Num cenário de crise onde tanto se ralha por não haver pão na mesa, talvez nos pudéssemos perguntar afinal, de que é feito o pão que comemos, para não termos de continuar a ter de engolir o que o diabo amassou

Historicamente, a escrita é uma coisa recente e seu uso generalizado uma novidade do ponto de vista da evolução das sociedades. Há poucos séculos atrás nem sequer havia imprensa e muito menos algo que pudéssemos apelidar de media. As gravuras de Foz Côa são uma forma arcaica de manual de instruções para o desenvolvimento socio-económico ao explicarem como proceder a uma gestão de recursos e à maximização de proveitos de acordo com a curva da sua disponibilidade, as runas vikings na Nova Inglaterra são uma espécie de contratos de arrendamento de propriedade imobiliária, para não falar dos mosaicos romanos representativos da emergência da "res publica" enquanto factor limitativo dos direitos e liberdades de uso da terra e dos valores nela existentes.

 

Mas em todos estes episódios da humanidade, passando pelo "negócio" da ilha de Manhattan à cunhagem dos sestércios que simbolizavam o "salarium", houve algo que esteve sempre presente na nossa mente: nada mais existe além do que a terra nos dá. Ou seja, a noção de limite, quer físico, tecnológico, cultural ou ético é algo que modera o uso de um determinado recurso natural ou cria estímulo suficiente para empreender um "tour" de force contra outro grupo de humanos que se intitulem proprietários dessa coisa pública tornada privada.

 

Mas é aqui que a coisa fica complicada, a noção de que tudo pode ter um título de propriedade associado e direitos exclusivos. Quando falamos de carapaus ou metros de pano a coisa é relativamente simples, são bens exclusivos e rivais e tem um valor de mercado. Agora o vento, as correntes marinhas e as abelhas silvestres? O acesso aos mesmos é não exclusivo e não rival e não tem um valor directo de mercado. Faz sentido estarem sobre direito de uso privado, terem uma apropriação exclusiva para benefício restrito? Faz sentido não haver noção de limite à sua utilização ou perturbação?
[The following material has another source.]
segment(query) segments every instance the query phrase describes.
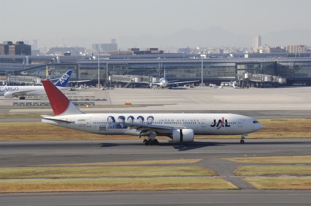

É aqui que a economia começa a deslizar no sentido da simplificação racionalista e perde a perspectiva da complexidade ecológica e da percepção de utilidade.

 

A incapacidade dos actuais modelos económicos com que regemos os bens e serviços públicos impede uma perspectiva de utilidade de ‘banda larga’, a valoração das externalidades negativas (ex. poluição difusa) ou positivas (ex. bem-estar) e falha ao nível da regulação dos mercados, onde um bem vale essencialmente pelo seu valor monetário restrito e possibilidade de ser vendido e comprado e onde a sua depleção na origem distorce quase sempre o cálculo de preço no sentido oposto à conservação dos limites ao uso desse bem. Enquanto não considerarmos a ecologia nos fundamentos da economia e gestão, por exemplo, ao nível da importância que a sustentabilidade, ambiente e conservação de recursos naturais devem ter nas escolas de negócios vamos ter excelentes técnicos a governar a casa (eco-casa, nomos-gerir), mas que não tem ideia do valor do que existe nessa mesma casa (eco, logos-conhecimento).

 

Num cenário de crise onde tanto se ralha por não haver pão na mesa, talvez nos pudéssemos perguntar afinal, de que é feito o pão que comemos, para não termos de continuar a ter de engolir o que o diabo amassou.